Subject: Re: FreeBSD 5/6/7 kernel emulator for NetBSD 2.x
To: David Laight <david@l8s.co.uk>
From: Steven M. Bellovin <smb@cs.columbia.edu>
List: tech-kern
Date: 10/27/2005 16:43:57
In message <20051027202331.GD12021@snowdrop.l8s.co.uk>, David Laight writes:
>On Thu, Oct 27, 2005 at 09:32:02PM +0200, Julio M. Merino Vidal wrote:
>>
>> They are bigger than on-disk nodes, but not so much. You can ceratinly keep
>> a bunch of them in memory, specially considering that a devfs doesn't have
>> a lot of nodes; you'll only have those that you really need.
>
>One thing that /dev does have is a lot of inodes. What it doesn't have
>is files, so no need for block allocation maps.
>
>I also wonder whether it should be possible to pass names like
>/dev/pts/<number> directly to the driver without there being an existing
>declared device.
I fear that that would break things. Have a look at oldttyname()

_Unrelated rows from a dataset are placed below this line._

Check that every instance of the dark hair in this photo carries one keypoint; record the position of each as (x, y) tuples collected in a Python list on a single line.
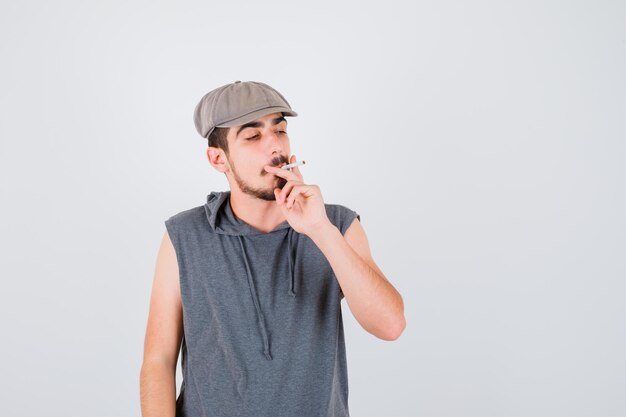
[(217, 138)]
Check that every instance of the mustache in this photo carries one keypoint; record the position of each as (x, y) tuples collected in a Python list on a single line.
[(279, 160)]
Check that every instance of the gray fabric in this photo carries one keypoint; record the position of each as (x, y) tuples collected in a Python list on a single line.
[(263, 330), (238, 103)]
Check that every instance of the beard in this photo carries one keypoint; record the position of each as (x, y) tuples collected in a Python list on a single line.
[(266, 194)]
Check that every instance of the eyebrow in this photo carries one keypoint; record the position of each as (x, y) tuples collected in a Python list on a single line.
[(259, 124)]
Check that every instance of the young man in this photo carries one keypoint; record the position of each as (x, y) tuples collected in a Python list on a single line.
[(251, 282)]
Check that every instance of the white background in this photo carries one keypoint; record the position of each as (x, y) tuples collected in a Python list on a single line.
[(482, 143)]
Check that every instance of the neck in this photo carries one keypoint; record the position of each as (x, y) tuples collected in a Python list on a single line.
[(259, 214)]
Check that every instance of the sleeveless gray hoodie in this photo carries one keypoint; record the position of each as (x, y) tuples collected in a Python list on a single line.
[(263, 330)]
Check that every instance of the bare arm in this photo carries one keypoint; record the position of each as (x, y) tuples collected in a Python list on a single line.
[(374, 302), (163, 337)]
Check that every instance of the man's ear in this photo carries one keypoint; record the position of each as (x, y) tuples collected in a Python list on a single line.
[(217, 158)]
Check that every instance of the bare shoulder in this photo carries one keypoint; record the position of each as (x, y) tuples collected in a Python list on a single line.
[(357, 239), (165, 325)]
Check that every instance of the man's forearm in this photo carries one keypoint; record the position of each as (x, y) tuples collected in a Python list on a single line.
[(158, 390), (374, 302)]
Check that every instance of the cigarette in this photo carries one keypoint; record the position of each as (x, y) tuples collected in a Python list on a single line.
[(295, 164)]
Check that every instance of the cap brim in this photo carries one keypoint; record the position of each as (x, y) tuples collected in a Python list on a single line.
[(256, 114)]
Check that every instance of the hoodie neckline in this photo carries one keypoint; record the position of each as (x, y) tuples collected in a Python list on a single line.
[(223, 220)]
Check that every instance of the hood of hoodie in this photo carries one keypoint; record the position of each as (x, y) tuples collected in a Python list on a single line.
[(223, 221)]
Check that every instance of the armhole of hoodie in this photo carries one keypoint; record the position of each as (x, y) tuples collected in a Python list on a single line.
[(346, 217), (172, 231)]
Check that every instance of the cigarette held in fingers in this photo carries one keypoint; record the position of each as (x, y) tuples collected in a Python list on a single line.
[(295, 164)]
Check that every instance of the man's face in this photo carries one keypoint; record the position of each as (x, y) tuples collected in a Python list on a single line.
[(253, 145)]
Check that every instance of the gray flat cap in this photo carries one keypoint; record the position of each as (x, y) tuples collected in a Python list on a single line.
[(238, 103)]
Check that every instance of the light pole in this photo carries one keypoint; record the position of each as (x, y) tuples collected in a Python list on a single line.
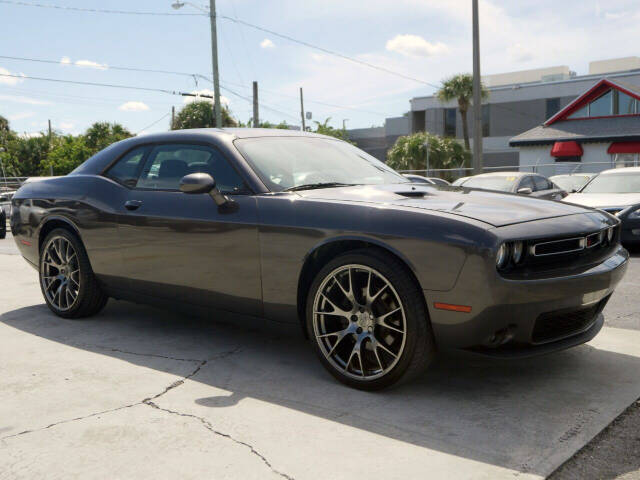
[(217, 107)]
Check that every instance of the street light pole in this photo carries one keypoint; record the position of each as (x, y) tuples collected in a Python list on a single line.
[(477, 102), (217, 107)]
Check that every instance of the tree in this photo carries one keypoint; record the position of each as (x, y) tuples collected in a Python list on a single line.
[(325, 129), (460, 87), (102, 134), (66, 154), (199, 114), (410, 153)]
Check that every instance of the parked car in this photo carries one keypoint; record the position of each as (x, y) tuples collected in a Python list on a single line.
[(572, 182), (427, 180), (377, 270), (523, 183), (616, 191)]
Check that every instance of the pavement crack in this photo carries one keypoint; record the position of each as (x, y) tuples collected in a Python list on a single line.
[(211, 428)]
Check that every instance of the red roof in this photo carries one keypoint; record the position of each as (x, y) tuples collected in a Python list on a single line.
[(594, 92), (566, 149)]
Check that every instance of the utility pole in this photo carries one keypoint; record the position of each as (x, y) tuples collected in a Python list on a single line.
[(256, 119), (217, 107), (477, 98), (304, 128)]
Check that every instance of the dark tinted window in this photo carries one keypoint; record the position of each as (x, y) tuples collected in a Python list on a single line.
[(167, 164), (553, 106), (127, 168), (449, 122), (541, 183)]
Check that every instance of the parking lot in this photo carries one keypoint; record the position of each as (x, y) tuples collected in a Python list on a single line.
[(136, 392)]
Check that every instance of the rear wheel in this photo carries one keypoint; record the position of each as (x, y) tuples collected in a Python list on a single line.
[(68, 284), (367, 321)]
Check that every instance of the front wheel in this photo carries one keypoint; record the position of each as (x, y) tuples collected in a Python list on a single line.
[(67, 281), (367, 321)]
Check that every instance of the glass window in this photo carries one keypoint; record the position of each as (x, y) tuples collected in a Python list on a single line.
[(486, 120), (614, 183), (602, 106), (582, 113), (552, 107), (624, 104), (286, 162), (125, 171), (449, 122), (541, 183), (167, 164)]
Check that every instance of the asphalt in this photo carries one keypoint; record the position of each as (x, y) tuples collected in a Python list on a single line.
[(136, 392)]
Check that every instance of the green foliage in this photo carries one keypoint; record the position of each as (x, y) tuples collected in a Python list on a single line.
[(410, 153), (325, 129), (66, 154), (460, 88), (199, 114)]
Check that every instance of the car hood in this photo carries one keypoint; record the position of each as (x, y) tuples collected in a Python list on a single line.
[(496, 209), (599, 200)]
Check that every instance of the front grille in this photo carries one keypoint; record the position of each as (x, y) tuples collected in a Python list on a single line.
[(556, 325)]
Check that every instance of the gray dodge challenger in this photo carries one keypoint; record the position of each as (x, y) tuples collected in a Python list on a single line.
[(308, 230)]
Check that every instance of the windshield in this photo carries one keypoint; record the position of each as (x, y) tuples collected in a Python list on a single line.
[(570, 183), (500, 183), (288, 162), (614, 183)]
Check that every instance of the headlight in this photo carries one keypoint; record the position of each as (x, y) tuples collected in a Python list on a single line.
[(502, 257), (516, 252)]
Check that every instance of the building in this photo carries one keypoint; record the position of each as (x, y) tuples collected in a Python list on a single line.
[(518, 102), (598, 130)]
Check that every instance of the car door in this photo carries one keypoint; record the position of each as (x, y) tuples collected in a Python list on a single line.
[(545, 189), (183, 247)]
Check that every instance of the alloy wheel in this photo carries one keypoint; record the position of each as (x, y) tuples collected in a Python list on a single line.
[(60, 273), (359, 322)]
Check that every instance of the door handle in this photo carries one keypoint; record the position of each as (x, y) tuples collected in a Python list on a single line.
[(132, 204)]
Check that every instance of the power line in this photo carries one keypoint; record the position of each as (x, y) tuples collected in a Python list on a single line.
[(96, 10)]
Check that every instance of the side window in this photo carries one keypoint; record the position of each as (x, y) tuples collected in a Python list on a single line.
[(541, 183), (125, 171), (527, 182), (167, 164)]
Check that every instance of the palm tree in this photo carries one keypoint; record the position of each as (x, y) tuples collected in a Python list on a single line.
[(460, 87)]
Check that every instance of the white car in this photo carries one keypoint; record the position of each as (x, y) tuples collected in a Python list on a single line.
[(616, 191)]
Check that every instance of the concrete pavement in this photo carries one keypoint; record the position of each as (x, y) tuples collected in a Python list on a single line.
[(136, 392)]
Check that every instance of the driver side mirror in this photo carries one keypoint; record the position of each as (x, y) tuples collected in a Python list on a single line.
[(202, 183)]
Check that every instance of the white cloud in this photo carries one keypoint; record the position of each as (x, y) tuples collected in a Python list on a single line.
[(91, 64), (266, 43), (133, 107), (415, 46), (9, 80), (23, 99), (205, 91)]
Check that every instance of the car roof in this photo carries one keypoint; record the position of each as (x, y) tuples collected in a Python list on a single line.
[(621, 170)]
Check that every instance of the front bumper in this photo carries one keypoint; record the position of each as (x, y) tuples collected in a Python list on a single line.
[(506, 315)]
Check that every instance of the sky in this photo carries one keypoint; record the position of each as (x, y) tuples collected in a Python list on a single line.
[(426, 40)]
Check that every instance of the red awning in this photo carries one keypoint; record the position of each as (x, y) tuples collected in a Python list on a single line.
[(624, 147), (566, 149)]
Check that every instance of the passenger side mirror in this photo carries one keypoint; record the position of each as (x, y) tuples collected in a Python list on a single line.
[(202, 183)]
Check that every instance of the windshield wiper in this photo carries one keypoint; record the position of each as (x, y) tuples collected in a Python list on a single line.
[(311, 186)]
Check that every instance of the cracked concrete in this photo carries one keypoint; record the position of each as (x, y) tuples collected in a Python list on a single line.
[(137, 393)]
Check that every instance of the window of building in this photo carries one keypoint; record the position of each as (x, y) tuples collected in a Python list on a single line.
[(553, 107), (602, 106), (449, 122), (486, 121)]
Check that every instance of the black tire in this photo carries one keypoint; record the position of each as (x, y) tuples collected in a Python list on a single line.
[(418, 345), (90, 298)]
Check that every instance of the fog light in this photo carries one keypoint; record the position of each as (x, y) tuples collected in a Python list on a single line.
[(516, 252), (502, 257)]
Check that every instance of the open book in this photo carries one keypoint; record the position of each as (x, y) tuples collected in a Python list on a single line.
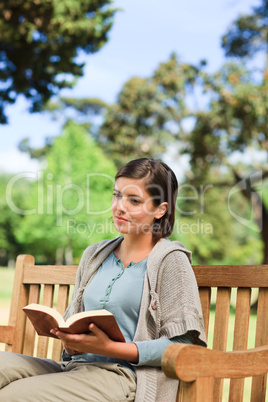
[(45, 318)]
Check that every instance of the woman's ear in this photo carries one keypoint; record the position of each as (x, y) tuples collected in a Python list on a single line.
[(161, 210)]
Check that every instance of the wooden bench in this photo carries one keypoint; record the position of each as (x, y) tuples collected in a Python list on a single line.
[(200, 370)]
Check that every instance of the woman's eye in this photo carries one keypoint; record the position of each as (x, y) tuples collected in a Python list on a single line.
[(135, 201)]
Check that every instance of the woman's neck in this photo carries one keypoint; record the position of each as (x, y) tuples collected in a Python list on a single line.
[(134, 248)]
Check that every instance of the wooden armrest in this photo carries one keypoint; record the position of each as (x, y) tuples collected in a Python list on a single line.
[(6, 334), (189, 362)]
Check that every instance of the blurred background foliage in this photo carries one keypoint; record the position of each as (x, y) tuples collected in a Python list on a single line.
[(181, 113)]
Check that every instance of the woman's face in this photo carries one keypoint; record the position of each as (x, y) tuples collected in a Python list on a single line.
[(132, 207)]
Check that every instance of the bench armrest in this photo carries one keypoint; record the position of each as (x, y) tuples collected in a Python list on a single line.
[(6, 334), (189, 362)]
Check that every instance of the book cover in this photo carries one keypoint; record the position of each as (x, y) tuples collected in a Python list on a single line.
[(45, 318)]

in /usr/src/lib/libc/gen/ttyname.c -- is there other code like that
anywhere? (I also see the special case earlier in ttyname.c for ptys.)
More generally -- it doesn't matter if there is an i-node or nor in
some data structure, or if there's an actual directory /dev/pts. What
matters is whether or not it acts as if there's one.